Director Fede Alvarez, and Writers Rodo Sayagues and Diablo Cody have written a script filled with guts, but no glory, if you know what I mean. Heads are squished like cantaloupes, limbs are severed, bones get crushed, flesh is barbequed, and bodily fluids are vomited. Hemophobics may feel inclined to step out of the theater or at least bring several puke bags, as there is enough plasma spilled to fill about 20 blood banks.

Alvarez does an excellent job of utilizing Sam Raimi’s style of the original Evil Dead, focusing more on the ‘EWW’ rather than the more common ‘BOO.’ He does this through the use of physical effects rather than computer-generated imagery, like the 2004 The Fog remake. The technique allows the brutality of the kills to really sink in and gives the film the look that it’s still grounded in reality. While the scares themselves don’t elicit the same shock value of the original, the scenes are tense enough to keep you on the edge of your seat.

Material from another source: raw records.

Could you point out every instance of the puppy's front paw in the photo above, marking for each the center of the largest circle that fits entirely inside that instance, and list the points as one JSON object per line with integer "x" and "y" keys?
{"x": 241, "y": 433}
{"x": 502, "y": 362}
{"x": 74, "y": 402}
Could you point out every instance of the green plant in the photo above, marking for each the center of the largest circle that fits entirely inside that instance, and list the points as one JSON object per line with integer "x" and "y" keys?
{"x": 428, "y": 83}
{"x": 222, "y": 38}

The cast portray their respective characters well, especially Jane Levy as Mia, whom the demon uses to taunt the other characters by occasionally switching between Mia and the demonic form. With some great makeup work, combined with some creepy performances, the actors are able to display a chilling appearance that something sinister has taken over these characters.

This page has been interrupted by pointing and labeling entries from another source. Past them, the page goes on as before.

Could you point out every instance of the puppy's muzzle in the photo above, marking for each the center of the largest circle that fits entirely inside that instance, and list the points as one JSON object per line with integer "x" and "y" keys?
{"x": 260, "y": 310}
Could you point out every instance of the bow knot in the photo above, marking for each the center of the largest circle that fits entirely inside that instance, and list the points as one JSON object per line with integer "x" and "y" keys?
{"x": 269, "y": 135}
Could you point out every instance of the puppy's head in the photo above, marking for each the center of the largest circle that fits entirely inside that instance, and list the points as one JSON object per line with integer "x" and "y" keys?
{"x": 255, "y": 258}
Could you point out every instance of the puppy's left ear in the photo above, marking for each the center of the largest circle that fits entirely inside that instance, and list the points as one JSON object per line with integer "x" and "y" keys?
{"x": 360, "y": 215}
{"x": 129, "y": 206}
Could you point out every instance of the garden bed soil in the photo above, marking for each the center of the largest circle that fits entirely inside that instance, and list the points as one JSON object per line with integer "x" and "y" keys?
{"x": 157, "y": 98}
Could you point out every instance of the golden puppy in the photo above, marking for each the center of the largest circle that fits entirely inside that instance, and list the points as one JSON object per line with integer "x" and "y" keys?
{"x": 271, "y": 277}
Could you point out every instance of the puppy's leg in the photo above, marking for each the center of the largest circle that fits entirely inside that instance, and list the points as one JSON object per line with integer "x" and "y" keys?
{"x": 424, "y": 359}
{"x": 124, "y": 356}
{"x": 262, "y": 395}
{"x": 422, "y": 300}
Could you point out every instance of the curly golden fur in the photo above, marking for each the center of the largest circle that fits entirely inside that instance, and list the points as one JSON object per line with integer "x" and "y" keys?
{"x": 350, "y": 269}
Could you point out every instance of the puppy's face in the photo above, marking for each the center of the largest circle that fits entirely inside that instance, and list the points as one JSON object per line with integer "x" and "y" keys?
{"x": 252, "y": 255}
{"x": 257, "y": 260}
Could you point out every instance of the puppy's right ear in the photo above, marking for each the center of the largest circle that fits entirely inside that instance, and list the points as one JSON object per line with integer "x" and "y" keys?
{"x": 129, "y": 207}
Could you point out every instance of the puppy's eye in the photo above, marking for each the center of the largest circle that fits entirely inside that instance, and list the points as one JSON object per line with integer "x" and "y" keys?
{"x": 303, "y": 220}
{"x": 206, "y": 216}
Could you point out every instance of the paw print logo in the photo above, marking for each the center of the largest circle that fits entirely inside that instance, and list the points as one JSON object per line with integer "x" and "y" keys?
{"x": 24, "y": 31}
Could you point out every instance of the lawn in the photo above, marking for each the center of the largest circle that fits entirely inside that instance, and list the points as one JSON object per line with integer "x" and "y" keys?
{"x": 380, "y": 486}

Special mention goes out to the movie’s composer Roque Baños for crafting an amazing score that gives the audience the sensation that something from the bowels of hell itself has come to devour the souls of the living.

While it may not live up to its poster line, “The most terrifying film you will ever experience,” Evil Dead is a satisfying installment to it’s franchise that pays homage to its original, while giving us a fresh new experience at the same time.